Finding Memory Leaks in C/C++ Programs via Neuro-Symbolic Augmented Static Analysis
New AI tool combines LLMs and Z3 reasoning to boost static analyzers, finding 47 confirmed bugs at $1.70 each.
A research team has introduced MemHint, a novel neuro-symbolic pipeline designed to dramatically improve the detection of memory leaks in large-scale C/C++ codebases. The system directly addresses the primary weaknesses of traditional static analyzers like CodeQL and Infer, which often miss bugs because they cannot recognize project-specific memory management functions and lack sophisticated path-sensitive analysis. MemHint's core innovation is its two-stage process: first, a large language model (LLM) parses the codebase to classify functions as allocators, deallocators, or neither, creating summaries of memory ownership. These summaries are then rigorously validated using Z3, a symbolic reasoning engine, to check the feasibility of the claimed memory operations against the program's control-flow graph.

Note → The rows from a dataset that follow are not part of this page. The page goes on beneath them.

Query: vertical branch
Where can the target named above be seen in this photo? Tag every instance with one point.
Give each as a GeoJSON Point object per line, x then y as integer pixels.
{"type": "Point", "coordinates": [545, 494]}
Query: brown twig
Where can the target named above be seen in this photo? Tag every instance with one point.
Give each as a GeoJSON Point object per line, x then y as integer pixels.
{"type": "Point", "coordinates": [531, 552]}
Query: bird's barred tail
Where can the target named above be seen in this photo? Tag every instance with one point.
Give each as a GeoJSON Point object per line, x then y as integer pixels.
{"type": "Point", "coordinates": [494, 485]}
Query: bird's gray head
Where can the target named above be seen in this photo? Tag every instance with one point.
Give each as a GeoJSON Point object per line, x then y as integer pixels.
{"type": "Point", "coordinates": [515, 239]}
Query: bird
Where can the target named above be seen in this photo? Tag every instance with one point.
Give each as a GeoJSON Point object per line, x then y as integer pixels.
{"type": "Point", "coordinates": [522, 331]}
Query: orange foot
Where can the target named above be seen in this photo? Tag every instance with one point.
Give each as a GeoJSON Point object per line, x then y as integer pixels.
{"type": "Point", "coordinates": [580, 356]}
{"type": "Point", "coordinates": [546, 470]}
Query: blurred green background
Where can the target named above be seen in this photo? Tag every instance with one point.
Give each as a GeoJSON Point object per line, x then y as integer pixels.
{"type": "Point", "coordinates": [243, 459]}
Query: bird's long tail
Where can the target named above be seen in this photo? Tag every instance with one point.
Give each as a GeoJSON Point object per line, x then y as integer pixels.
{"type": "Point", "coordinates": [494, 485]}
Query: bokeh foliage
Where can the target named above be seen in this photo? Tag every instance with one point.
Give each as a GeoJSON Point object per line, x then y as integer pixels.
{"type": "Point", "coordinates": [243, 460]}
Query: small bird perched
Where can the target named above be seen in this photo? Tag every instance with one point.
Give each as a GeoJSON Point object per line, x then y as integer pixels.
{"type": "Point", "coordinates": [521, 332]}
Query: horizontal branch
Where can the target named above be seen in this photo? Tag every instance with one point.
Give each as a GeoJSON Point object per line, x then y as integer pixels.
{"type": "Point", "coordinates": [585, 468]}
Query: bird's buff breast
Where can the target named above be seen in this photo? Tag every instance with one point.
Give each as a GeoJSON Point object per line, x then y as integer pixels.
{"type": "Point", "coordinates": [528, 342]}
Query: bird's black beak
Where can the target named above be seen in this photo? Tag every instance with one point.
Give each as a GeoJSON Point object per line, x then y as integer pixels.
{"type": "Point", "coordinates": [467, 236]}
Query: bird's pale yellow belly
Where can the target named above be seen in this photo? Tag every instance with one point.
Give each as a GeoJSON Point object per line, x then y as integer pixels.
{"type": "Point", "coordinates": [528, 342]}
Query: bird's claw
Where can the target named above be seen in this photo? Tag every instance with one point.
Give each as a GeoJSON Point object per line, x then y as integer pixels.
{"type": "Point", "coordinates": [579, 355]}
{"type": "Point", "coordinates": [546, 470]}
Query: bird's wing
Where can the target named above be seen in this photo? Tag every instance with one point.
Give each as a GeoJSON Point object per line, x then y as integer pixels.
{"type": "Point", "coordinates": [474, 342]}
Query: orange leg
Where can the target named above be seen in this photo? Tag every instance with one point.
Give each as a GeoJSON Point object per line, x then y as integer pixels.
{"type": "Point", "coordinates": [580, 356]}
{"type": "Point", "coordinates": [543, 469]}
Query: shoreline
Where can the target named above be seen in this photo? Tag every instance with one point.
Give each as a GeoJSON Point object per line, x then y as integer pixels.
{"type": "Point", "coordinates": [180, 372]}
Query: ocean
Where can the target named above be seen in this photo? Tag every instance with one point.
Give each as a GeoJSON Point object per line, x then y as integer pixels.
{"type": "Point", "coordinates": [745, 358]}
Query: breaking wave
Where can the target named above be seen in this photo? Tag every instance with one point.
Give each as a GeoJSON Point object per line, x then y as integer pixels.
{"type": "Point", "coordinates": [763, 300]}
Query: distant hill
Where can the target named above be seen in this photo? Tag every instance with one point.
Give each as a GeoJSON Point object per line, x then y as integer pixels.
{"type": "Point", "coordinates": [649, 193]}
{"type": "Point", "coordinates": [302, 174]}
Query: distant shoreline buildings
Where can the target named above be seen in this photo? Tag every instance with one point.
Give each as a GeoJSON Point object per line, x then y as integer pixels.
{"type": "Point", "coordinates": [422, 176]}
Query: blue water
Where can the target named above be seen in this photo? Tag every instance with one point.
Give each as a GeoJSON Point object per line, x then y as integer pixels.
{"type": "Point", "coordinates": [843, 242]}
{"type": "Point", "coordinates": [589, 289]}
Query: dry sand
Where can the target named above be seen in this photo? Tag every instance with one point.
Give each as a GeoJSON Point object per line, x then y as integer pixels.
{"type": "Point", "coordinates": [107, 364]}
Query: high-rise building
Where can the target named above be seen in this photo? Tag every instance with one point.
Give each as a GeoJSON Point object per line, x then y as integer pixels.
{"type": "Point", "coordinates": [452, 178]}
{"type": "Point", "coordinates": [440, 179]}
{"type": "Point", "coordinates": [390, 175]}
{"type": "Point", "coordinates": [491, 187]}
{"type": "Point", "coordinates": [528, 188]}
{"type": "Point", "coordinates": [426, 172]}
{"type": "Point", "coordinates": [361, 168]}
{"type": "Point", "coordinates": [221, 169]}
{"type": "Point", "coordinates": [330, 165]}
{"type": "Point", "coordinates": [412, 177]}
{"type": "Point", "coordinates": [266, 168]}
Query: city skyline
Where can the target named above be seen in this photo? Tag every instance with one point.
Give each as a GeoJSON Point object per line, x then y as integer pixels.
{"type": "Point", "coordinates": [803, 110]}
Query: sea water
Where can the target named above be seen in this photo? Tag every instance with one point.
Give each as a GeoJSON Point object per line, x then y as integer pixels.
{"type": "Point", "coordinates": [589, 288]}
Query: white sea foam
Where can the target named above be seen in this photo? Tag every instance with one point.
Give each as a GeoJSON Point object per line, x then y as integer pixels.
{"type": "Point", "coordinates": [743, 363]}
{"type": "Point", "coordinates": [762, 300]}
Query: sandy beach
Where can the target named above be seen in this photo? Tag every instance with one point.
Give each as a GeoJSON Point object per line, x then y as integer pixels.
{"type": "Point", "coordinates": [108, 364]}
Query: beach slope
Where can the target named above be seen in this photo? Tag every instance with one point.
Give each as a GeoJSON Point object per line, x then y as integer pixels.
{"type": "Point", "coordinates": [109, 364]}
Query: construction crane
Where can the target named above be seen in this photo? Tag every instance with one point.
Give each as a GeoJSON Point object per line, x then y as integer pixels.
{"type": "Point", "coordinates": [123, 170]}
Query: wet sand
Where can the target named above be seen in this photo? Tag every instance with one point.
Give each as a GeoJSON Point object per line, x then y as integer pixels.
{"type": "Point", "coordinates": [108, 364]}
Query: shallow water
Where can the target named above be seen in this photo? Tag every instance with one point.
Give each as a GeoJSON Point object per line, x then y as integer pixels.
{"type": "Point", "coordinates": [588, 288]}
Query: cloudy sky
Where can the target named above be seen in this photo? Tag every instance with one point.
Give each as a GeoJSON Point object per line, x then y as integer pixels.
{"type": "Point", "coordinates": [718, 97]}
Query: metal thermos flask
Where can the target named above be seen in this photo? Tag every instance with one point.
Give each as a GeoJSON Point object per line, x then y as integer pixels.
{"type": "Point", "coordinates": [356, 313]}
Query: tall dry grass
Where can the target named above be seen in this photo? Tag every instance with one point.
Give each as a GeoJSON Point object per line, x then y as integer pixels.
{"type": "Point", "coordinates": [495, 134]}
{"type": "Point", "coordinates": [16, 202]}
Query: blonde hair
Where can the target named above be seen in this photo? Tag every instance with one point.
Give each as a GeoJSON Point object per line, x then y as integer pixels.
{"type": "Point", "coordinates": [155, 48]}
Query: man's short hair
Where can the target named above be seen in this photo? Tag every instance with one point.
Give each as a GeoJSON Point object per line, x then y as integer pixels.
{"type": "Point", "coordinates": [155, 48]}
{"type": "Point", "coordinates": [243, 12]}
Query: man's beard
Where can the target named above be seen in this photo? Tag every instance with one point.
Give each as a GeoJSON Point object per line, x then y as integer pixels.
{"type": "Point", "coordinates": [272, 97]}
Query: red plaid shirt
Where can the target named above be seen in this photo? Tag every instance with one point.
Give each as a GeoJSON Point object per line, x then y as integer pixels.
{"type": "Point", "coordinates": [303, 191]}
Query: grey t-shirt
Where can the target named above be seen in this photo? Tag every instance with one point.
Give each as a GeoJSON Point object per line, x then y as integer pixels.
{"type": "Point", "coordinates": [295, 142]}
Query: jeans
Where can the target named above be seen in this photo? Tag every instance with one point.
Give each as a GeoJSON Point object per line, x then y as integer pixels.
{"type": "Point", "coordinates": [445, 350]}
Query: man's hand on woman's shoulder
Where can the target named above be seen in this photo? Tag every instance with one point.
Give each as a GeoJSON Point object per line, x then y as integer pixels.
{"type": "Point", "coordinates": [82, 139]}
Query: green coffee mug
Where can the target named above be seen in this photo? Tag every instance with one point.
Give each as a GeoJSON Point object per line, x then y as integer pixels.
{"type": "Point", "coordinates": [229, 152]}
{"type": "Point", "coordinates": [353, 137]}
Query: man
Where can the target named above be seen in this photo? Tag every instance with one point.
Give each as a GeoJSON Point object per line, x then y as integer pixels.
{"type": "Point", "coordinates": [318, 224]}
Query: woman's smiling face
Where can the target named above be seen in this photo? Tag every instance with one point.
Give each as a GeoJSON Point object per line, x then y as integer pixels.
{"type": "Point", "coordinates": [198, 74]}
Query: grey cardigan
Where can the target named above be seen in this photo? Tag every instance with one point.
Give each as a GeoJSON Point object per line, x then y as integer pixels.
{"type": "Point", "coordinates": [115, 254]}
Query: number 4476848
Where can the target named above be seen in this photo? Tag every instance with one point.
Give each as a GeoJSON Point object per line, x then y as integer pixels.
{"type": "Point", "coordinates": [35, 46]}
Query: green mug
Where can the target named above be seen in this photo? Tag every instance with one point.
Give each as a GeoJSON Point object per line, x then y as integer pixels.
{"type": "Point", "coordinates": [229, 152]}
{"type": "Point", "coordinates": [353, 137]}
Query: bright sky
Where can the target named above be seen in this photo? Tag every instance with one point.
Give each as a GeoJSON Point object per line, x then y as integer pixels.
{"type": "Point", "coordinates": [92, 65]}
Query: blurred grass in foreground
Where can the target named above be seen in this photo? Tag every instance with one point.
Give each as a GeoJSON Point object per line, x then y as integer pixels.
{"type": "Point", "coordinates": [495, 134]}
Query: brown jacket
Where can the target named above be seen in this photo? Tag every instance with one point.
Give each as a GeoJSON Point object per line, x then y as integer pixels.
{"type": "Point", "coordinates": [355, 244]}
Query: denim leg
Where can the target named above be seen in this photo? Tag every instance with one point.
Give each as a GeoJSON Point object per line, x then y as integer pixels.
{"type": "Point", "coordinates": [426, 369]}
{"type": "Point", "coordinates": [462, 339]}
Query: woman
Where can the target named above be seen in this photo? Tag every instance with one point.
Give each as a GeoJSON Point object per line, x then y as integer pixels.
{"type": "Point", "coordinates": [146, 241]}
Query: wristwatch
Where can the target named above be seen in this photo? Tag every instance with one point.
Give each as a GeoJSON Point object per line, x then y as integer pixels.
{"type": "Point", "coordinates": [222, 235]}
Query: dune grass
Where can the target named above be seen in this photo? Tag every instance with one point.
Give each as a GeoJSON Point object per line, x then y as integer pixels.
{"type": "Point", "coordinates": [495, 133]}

The validated summaries are injected back into the static analyzers, extending their knowledge beyond standard functions like `malloc` and `free`. A final Z3-based step filters out warnings on infeasible execution paths, and a concluding LLM validation confirms genuine bugs. In a comprehensive evaluation across seven real-world projects totaling over 3.4 million lines of code, MemHint proved its superior efficacy. It detected 52 unique memory leaks, leading to 47 confirmed and fixed bugs and the submission of 4 CVEs (Common Vulnerabilities and Exposures). This performance starkly outperformed the baseline tools, which found only 19 and 3 leaks respectively, and did so at an estimated cost of approximately $1.70 per successfully detected bug, showcasing a highly cost-effective approach to improving software security and reliability.
- Combines LLM semantic understanding with Z3 symbolic reasoning to augment static analyzers CodeQL and Infer.
- Found 52 unique memory leaks (47 confirmed/fixed, 4 CVEs) in 3.4M lines of real C/C++ code, vastly outperforming baselines.
- Operates at an estimated cost of ~$1.70 per detected bug, proving a practical, cost-effective security tool.
Why It Matters
Provides a scalable, automated method to find critical security flaws in legacy systems, reducing manual review costs and improving code safety.